Popüler Sinema

Paylaş
Röportajlar

Nursen Çetin Köreken: "Film endüstrimiz ne zaman bir sisteme oturursa kısa ve uzun film festivallerimiz de gerçek kimliklerine kavuşacaktır."

Nursen Çetin Köreken: "Film endüstrimiz ne zaman bir sisteme oturursa kısa ve uzun film festivallerimiz de gerçek kimliklerine kavuşacaktır."
Yazar: Fırat Sayıcı

Öncelikle biraz kendinden bahseder misin?

 

Merhaba, hayal eden ve hayallerinin peşinden giden biriyim. İlk okul ve orta okul yıllarımda akademik başarılarımın yanında hem spor hem de okul gösterilerinde çok görev aldım. Lisede bu durum sunuculuk, tiyatro, dans, yazma ve diğer sanat alanlarında ağırlık kazandı. Üniversitede Edebiyat Fakültesinde Türk Dili ve Edebiyatı bölümünde okurken bir yandan da Karşıyaka Belediyesi Tiyatrosu’nda oyunculuk yapıyordum. Bunun yanı sıra İzmir Fotoğraf Derneği’nde fotoğraf eğitimi, Çağdaş Drama Derneği’nden Yaratıcı Drama Liderlik Eğitimi, Tobav’dan oyunculuk eğitimi almaya devam ettim. Öğrenme konusunda müthiş bir iştahım vardır. Bu bahsettiğim eğitimler kadar kendimi geliştirmek için daha birçok eğitime katıldım.


Kendimi bildim bileli girişimci bir yapıya sahibim ve iyi organizasyon becerim vardır. Edebiyatı, tiyatroyu, yazmayı, oyunculuğu, yaratıcı dramayı, psikolojiyi, sosyolojiyi, müziği, resmi, fotoğrafı, dansı ve dahası hayatı deneyimlemeyi seven biri olarak bütün dahil olduğum eğitimler, etkinlikler benim yolumu sinemaya çıkardı. Önce hayal ettim, sonra yazdım, yönettim ve hayata geçirdim. Tabi bütün bunları yaparken özellikle sinemada yol arkadaş/lar/ına ihtiyaç vardır. Benim hayallerime daha güçlü sarılmamı sağlayan yoldaşım Ümit ( Köreken ) ’in varlığı benim için yaşamın bana sunduğu en büyük hediyedir.

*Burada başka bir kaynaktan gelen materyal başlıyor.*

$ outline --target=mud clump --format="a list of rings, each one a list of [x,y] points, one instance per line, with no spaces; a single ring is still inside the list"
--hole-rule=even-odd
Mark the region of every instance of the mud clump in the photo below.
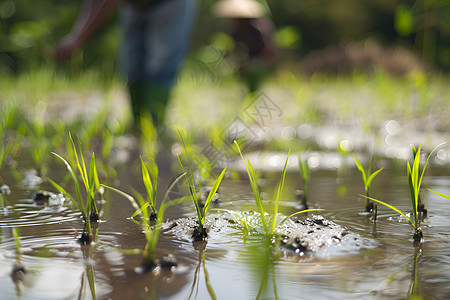
[[[46,206],[62,206],[65,201],[63,194],[55,194],[49,191],[37,191],[32,198],[37,205]]]
[[[280,214],[277,219],[282,220],[284,217]],[[227,232],[230,234],[236,233],[236,229],[242,229],[243,222],[249,227],[249,234],[265,234],[260,214],[253,211],[244,211],[235,212],[234,215],[229,213],[211,214],[205,224],[205,228],[209,230],[208,239],[210,241],[211,239],[220,239],[219,235],[227,234]],[[165,233],[191,242],[193,239],[195,241],[194,236],[198,231],[195,218],[179,218],[168,221],[163,227],[166,229]],[[279,241],[280,250],[286,255],[299,256],[328,256],[375,246],[374,240],[363,238],[359,234],[349,231],[346,227],[320,215],[313,215],[305,220],[288,219],[282,225],[276,227],[274,240]]]

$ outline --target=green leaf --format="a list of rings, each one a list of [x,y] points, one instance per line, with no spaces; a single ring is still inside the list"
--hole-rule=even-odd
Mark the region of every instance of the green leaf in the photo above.
[[[361,196],[361,197],[365,197],[365,198],[367,198],[367,199],[369,199],[369,200],[372,200],[372,201],[374,201],[374,202],[380,203],[380,204],[382,204],[382,205],[384,205],[384,206],[386,206],[386,207],[388,207],[388,208],[390,208],[390,209],[392,209],[392,210],[398,212],[400,215],[402,215],[403,217],[405,217],[405,218],[409,221],[409,223],[411,223],[411,225],[412,225],[412,227],[414,227],[414,229],[417,228],[417,227],[416,227],[416,224],[414,224],[414,222],[411,221],[411,219],[410,219],[404,212],[402,212],[400,209],[398,209],[397,207],[395,207],[395,206],[393,206],[393,205],[390,205],[390,204],[387,204],[386,202],[383,202],[383,201],[381,201],[381,200],[377,200],[377,199],[371,198],[371,197],[367,197],[367,196],[364,196],[364,195],[360,195],[360,196]]]
[[[353,157],[355,158],[356,167],[358,168],[359,172],[362,175],[364,187],[366,187],[366,182],[367,182],[366,171],[364,170],[364,167],[362,166],[361,162],[358,160],[358,158],[356,157],[355,154],[353,154]]]
[[[272,227],[270,229],[270,235],[273,235],[273,233],[275,231],[275,227],[277,226],[278,206],[280,204],[281,193],[283,192],[284,179],[286,177],[286,168],[287,168],[287,163],[289,160],[290,153],[291,153],[291,150],[289,149],[289,152],[286,157],[286,162],[284,163],[283,173],[281,174],[280,183],[278,184],[277,196],[275,197],[275,203],[274,203],[274,207],[273,207]]]
[[[203,230],[202,212],[200,210],[200,206],[198,205],[198,197],[197,197],[197,192],[195,191],[195,186],[193,185],[193,183],[191,183],[191,180],[189,179],[189,175],[186,172],[183,163],[181,162],[180,156],[177,155],[177,157],[178,157],[178,162],[180,163],[181,169],[183,170],[184,176],[186,178],[186,182],[189,187],[189,192],[191,194],[192,201],[194,202],[194,205],[195,205],[195,210],[197,211],[199,230],[202,231]]]
[[[222,178],[225,175],[226,170],[227,170],[227,167],[223,168],[219,177],[217,177],[216,181],[214,182],[214,185],[213,185],[211,191],[209,191],[208,197],[206,198],[206,201],[205,201],[205,206],[203,207],[202,224],[205,224],[205,218],[206,218],[206,213],[209,208],[209,204],[211,203],[211,200],[213,199],[214,195],[216,194],[217,190],[219,189],[219,185],[222,182]]]
[[[143,215],[142,212],[145,211],[145,210],[147,210],[147,207],[149,207],[149,206],[150,206],[150,203],[145,202],[144,205],[142,205],[141,208],[139,208],[138,210],[136,210],[136,211],[131,215],[130,218],[134,218],[134,217],[136,217],[136,216],[139,215],[139,214],[140,214],[140,215]]]
[[[438,196],[441,196],[441,197],[444,197],[445,199],[448,199],[448,200],[450,200],[450,196],[448,196],[448,195],[445,195],[445,194],[442,194],[442,193],[439,193],[439,192],[436,192],[436,191],[433,191],[433,190],[430,190],[430,189],[428,189],[430,192],[432,192],[432,193],[435,193],[436,195],[438,195]]]
[[[375,172],[373,172],[369,178],[367,179],[367,185],[370,186],[370,184],[372,183],[373,179],[375,178],[375,176],[378,175],[378,173],[380,173],[383,170],[383,168],[376,170]]]
[[[87,212],[86,212],[86,209],[85,209],[84,203],[83,203],[83,198],[81,197],[80,184],[78,182],[77,175],[75,174],[75,172],[73,171],[72,167],[70,166],[70,164],[67,160],[65,160],[62,156],[58,155],[55,152],[52,152],[52,154],[55,155],[56,157],[58,157],[59,159],[61,159],[64,162],[64,164],[66,165],[67,170],[69,171],[69,174],[72,177],[73,183],[75,184],[75,191],[77,193],[77,199],[78,199],[78,203],[79,203],[78,207],[81,209],[81,212],[83,213],[85,222],[89,223],[89,216],[87,215]]]
[[[75,205],[75,207],[77,209],[79,209],[77,202],[75,201],[75,199],[72,197],[71,194],[69,194],[62,186],[60,186],[59,184],[57,184],[56,182],[54,182],[50,178],[48,178],[48,181],[50,181],[50,183],[58,190],[58,192],[60,192],[61,194],[66,195],[67,197],[69,197],[70,200],[72,200],[73,205]]]
[[[144,160],[142,159],[142,156],[141,156],[141,165],[142,165],[142,181],[144,182],[145,190],[147,191],[147,195],[150,200],[152,209],[156,209],[155,208],[156,199],[153,194],[153,192],[156,191],[156,183],[155,186],[153,186],[152,178],[150,177],[150,173],[147,169],[147,166],[144,163]],[[156,179],[154,178],[154,180]]]
[[[139,207],[138,203],[136,202],[136,200],[132,196],[128,195],[127,193],[122,192],[121,190],[116,189],[116,188],[114,188],[112,186],[109,186],[109,185],[106,185],[106,184],[100,184],[100,186],[102,186],[104,188],[107,188],[107,189],[110,189],[111,191],[114,191],[114,192],[118,193],[119,195],[122,195],[123,197],[127,198],[128,201],[130,201],[131,205],[133,206],[133,208],[135,210],[139,210],[140,209],[140,207]]]

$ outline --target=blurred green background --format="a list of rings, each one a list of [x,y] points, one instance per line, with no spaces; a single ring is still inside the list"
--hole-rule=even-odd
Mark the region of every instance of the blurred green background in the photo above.
[[[217,43],[216,33],[226,30],[226,22],[211,13],[216,1],[200,2],[193,57],[201,58],[206,46]],[[100,69],[106,77],[117,74],[117,16],[71,62],[56,66],[52,61],[52,48],[70,31],[80,3],[1,0],[0,75],[43,66],[72,75],[88,69]],[[268,0],[267,4],[284,60],[301,62],[331,45],[370,41],[383,48],[411,50],[433,70],[450,69],[450,0]]]

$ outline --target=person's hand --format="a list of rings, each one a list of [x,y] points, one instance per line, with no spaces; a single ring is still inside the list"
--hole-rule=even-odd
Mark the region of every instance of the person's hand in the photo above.
[[[61,63],[72,58],[84,46],[83,39],[78,35],[69,34],[64,37],[55,47],[53,58]]]

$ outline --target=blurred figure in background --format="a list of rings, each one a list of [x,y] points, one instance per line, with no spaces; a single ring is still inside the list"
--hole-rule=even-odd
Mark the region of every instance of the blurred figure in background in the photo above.
[[[267,9],[255,0],[220,0],[213,13],[231,20],[230,35],[235,41],[234,55],[239,60],[240,75],[250,92],[259,89],[264,76],[276,59],[274,26]]]
[[[123,2],[123,3],[120,3]],[[141,117],[163,123],[177,70],[185,57],[196,16],[196,0],[84,0],[71,32],[55,48],[70,59],[116,11],[121,10],[121,63],[127,76],[135,127]]]

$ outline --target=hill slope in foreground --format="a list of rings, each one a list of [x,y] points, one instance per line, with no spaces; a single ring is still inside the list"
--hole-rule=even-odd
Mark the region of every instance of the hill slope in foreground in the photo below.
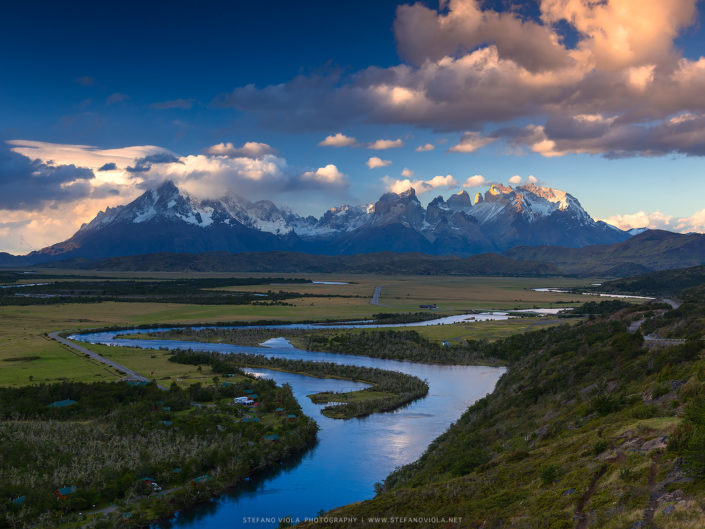
[[[489,344],[509,365],[496,390],[375,498],[326,516],[358,517],[336,527],[360,518],[365,527],[431,527],[423,520],[433,517],[461,518],[444,527],[705,527],[701,299],[668,312],[621,308]],[[628,332],[642,318],[650,332],[678,337],[687,328],[698,339],[645,341]]]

Sinemada yönetmen olarak objektifi öncelikle çocukların ve gençlerin meselelerine tutmayı seçiyorum. Öğrendiğim ve deneyimlediğim tüm çalışmalarımı çocuk ve gençlerle sinemada nasıl çalışılabileceğine dair yönlendirdim. Bu alanda uluslararası alanda da olmak üzere pek çok araştırma yaptım. Ümit’in yönetmenliği yaptığı “Mavi Bisiklet” filminden başlayarak bu yöntemi uygulamaya başladım. Sonra bunu Yüksek Lisans Tezi olarak “Leyla” kısa filmimle birlikte akademik literatürde de yer almasını sağladım. İlk uzun metraj filmim “Üç Arkadaş”ın çekimlerinde de bu yöntemimi geliştirmeye devam ettim. Bu yöntemimin uygulamalarını çalışmalarına devam ettiğim “Sahne Çocukların” adlı belgesel film ve kitap ile de hayata geçireceğim. 

 

Biraz "Leyla"dan ve onu çekme nedenlerinden bahseder misin?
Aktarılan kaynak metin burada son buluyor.